Nel 2022 la situazione risulta particolarmente critica, date le scarse precipitazioni nevoso dell’ultimo inverno e le temperature particolarmente calde. «Quest’anno è eccezionale per le poche precipitazioni e per il caldo, che ci fa registrare da uno a due mesi di anticipo rispetto alla normale fusione della copertura di manto nevoso e del ghiaccio in quota», afferma il climatologo dell’Agenzia per la protezione dell’ambiente della Provincia di Trento (Appa), Roberto Barbiero. A detta del direttore dell’Ufficio di glaciologia della Provincia di Bolzano, Roberto Dinale, ogni anno si registrano «arretramenti medi dell’ordine di 30 metri e perdite di massa di circa un metro di spessore» sui ghiacciai delle Alpi orientali. La diminuzione della superficie occupata dal 2005 è pari al 20%.

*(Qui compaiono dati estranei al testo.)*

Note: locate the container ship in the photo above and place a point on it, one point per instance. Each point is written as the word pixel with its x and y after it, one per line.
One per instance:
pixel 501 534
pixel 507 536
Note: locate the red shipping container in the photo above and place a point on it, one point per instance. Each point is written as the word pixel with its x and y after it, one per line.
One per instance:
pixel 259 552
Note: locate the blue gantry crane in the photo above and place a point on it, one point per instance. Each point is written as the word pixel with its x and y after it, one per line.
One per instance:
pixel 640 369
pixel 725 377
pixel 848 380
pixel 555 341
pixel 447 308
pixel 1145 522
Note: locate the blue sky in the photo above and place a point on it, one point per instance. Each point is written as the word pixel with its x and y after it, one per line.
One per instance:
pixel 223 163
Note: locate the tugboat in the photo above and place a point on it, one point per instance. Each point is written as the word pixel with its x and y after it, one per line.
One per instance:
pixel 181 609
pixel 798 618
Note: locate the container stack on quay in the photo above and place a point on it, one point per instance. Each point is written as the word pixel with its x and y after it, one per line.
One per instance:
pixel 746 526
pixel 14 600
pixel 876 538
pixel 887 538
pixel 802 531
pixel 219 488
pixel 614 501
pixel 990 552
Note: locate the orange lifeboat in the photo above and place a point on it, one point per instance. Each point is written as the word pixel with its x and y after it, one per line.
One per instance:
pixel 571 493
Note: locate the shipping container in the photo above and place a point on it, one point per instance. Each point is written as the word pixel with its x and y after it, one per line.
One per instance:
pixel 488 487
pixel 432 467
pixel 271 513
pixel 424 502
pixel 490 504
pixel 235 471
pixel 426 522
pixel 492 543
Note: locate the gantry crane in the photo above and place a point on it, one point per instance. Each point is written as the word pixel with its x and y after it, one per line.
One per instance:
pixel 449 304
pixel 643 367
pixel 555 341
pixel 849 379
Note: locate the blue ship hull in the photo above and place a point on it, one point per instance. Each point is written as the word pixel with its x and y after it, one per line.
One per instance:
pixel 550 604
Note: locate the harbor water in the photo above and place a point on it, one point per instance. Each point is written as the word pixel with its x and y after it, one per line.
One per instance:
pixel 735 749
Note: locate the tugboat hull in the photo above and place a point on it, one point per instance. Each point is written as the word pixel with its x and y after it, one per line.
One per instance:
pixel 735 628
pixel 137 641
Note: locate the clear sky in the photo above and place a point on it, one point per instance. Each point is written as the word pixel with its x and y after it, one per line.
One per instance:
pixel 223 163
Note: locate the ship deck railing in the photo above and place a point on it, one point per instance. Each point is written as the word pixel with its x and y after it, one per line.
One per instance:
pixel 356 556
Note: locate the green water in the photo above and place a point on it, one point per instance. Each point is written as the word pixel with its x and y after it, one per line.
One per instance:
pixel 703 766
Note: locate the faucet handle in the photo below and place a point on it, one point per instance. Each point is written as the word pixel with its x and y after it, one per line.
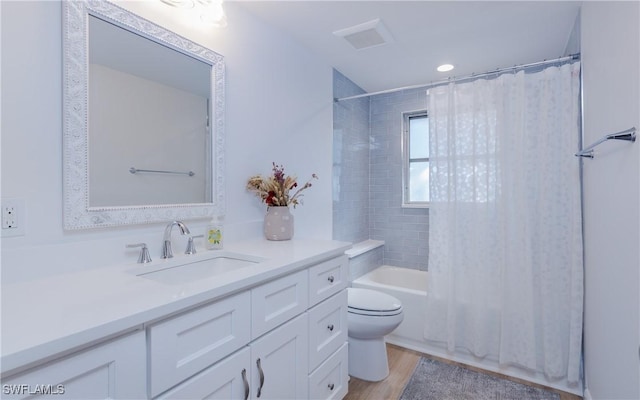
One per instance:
pixel 191 248
pixel 144 252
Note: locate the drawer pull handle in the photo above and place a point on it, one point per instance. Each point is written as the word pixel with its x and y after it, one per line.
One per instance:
pixel 261 372
pixel 246 384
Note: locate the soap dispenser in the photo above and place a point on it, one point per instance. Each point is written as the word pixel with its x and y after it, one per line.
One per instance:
pixel 215 233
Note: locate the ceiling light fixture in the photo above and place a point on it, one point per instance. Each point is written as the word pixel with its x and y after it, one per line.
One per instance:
pixel 211 11
pixel 179 3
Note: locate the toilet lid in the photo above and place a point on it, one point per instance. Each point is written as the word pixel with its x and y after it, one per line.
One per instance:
pixel 372 301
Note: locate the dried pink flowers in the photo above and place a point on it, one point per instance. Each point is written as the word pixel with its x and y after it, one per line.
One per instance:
pixel 274 190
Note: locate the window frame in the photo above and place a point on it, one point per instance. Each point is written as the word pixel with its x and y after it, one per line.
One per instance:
pixel 406 160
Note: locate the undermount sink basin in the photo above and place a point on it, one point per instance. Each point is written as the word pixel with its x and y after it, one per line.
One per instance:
pixel 182 271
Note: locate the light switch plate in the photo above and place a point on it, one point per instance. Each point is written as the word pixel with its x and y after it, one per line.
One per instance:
pixel 13 217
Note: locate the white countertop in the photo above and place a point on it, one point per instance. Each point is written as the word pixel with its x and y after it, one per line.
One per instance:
pixel 49 317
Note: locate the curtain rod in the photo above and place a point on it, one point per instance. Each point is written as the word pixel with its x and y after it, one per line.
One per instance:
pixel 464 78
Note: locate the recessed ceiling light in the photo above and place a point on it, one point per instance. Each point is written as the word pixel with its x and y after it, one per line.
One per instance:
pixel 445 68
pixel 179 3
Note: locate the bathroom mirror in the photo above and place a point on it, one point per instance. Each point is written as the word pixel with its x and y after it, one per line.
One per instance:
pixel 143 119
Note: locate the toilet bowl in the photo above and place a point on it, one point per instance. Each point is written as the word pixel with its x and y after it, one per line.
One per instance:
pixel 371 316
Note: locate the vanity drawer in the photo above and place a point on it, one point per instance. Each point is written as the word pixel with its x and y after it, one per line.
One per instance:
pixel 277 302
pixel 327 328
pixel 327 279
pixel 331 379
pixel 184 345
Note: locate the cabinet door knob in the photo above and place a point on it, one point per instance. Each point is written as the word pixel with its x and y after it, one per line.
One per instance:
pixel 246 384
pixel 261 372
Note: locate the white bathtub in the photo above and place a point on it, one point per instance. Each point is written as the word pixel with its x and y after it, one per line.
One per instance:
pixel 410 287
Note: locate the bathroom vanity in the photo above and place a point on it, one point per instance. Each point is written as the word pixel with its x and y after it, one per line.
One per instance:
pixel 273 329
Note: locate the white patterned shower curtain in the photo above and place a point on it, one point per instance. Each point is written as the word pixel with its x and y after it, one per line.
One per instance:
pixel 505 234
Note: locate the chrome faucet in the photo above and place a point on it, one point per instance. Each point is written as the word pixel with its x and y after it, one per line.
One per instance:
pixel 166 247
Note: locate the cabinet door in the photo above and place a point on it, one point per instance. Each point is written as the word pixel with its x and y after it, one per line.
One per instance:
pixel 327 328
pixel 279 362
pixel 327 279
pixel 114 370
pixel 228 379
pixel 331 379
pixel 190 342
pixel 277 302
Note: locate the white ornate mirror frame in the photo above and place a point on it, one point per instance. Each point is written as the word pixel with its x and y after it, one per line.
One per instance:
pixel 77 212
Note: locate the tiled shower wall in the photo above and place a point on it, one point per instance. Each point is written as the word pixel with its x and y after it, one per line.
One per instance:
pixel 405 231
pixel 350 162
pixel 368 187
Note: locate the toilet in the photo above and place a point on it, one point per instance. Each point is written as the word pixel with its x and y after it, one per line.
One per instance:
pixel 372 315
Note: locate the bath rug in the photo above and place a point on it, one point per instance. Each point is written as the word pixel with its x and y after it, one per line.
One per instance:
pixel 435 380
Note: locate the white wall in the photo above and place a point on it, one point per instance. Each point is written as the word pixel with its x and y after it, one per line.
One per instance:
pixel 141 123
pixel 611 66
pixel 279 105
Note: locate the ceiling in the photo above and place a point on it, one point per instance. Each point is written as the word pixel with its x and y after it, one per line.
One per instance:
pixel 475 36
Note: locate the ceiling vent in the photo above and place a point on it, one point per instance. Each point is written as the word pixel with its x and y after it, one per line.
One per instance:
pixel 368 34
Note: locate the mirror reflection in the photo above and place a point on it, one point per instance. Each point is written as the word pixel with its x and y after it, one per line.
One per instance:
pixel 149 136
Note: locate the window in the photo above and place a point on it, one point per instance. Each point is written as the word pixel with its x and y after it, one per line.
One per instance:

Considerato l’andamento delle temperature, gli esperti si dicono pessimisti sulla possibilità di salvare il paziente, ovvero i ghiacci in quota, in particolare modo sulle Alpi orientali. «Anche dimostrandoci particolarmente virtuosi sulle emissioni climalteranti - prosegue Casarotto - stimiamo la perdita dei ghiacciai sulle Alpi orientali al di sotto dei 3.500 metri tra il 2070 e la fine del secolo. Il problema è globale e bisogna intervenire a livello globale, riducendo da subito i gas serra». Una delle misure attuate a livello locale per evitare lo scioglimento dei ghiacciai è la copertura con i teli geotessili di ampie porzioni in quota. L’utilità dell’intervento, tuttavia, è controversa. «È scientificamente provato che vi è un effetto positivo su ghiacciai di piccole dimensioni e fortemente antropizzati, come per i ghiacciaio Presena. Anche sulla Marmolada vengono posti dei teli durante l’estate, ma solo sul settore orientale, allo scopo di preservare il manto nevoso invernale», conclude Casarotto.